68. A non-naturally occurring nucleic acid encoding a terminal synthase (TS), wherein the non-naturally occurring nucleic acid comprises a sequence that has at least 90% identity to any one of SEQ ID NOs: 26, 28, 35, 42, 56, 60, 64, 74, 85, 89, 92, 93, 94, 95, 96, 97, and 102.

69. A vector comprising the non-naturally occurring nucleic acid of claim 68.

70. An expression cassette comprising the non-naturally occurring nucleic acid of claim 68.

71. A host cell transformed with the non-naturally occurring nucleic acid of claim 68, the vector of claim 69, or the expression cassette of claim 70.

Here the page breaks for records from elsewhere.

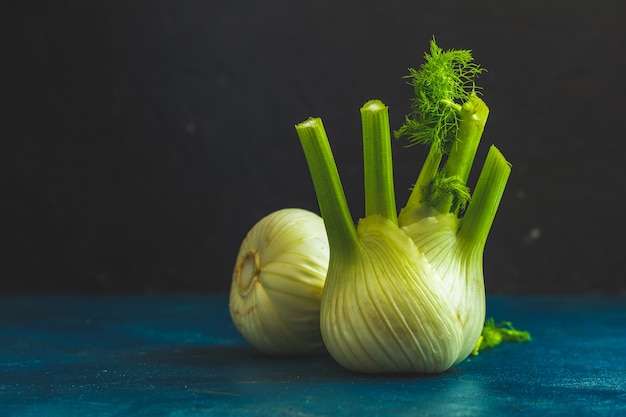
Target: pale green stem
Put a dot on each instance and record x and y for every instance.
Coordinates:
(377, 161)
(473, 117)
(478, 219)
(338, 221)
(414, 209)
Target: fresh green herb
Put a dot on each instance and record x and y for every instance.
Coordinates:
(405, 293)
(493, 334)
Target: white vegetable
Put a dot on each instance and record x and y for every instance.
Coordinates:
(278, 281)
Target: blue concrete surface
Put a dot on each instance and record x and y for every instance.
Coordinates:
(180, 356)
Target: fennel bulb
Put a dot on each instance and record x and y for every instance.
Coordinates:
(405, 293)
(277, 282)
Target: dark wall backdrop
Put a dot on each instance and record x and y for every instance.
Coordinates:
(142, 139)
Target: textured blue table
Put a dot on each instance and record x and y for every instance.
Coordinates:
(181, 356)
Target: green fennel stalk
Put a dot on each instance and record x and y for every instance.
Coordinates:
(405, 293)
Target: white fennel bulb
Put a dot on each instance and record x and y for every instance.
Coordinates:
(278, 280)
(405, 293)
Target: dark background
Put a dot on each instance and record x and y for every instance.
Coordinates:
(142, 139)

72. A bioreactor for producing a cannabinoid, wherein the bioreactor contains a CBG-type cannabinoid and a terminal synthase (TS), wherein the TS comprises a sequence that is at least 90% identical to any one of SEQ ID NOs: 25, 27, 105, 112, 126, 130, 134, 144, 155, 159, 162-167, or 172 or wherein the TS comprises a conservatively substituted version of any one of SEQ ID NOs: 25, 27, 105, 112, 126, 130, 134, 144, 155, 159, 162-167, or 172.

73. A non-naturally occurring terminal synthase (TS), wherein the TS comprises a sequence that is at least 90% identical to any one of SEQ ID NOs: 25, 27, 105, 112, 126, 130, 134, 144, 155, 159, 162-167, or 172.

74. An oxidative cyclization catalyst adapted to preferentially convert a CBG-type cannabinoid to a CBC-type compound in vivo as compared to a THC-type compound or a CBD-type compound.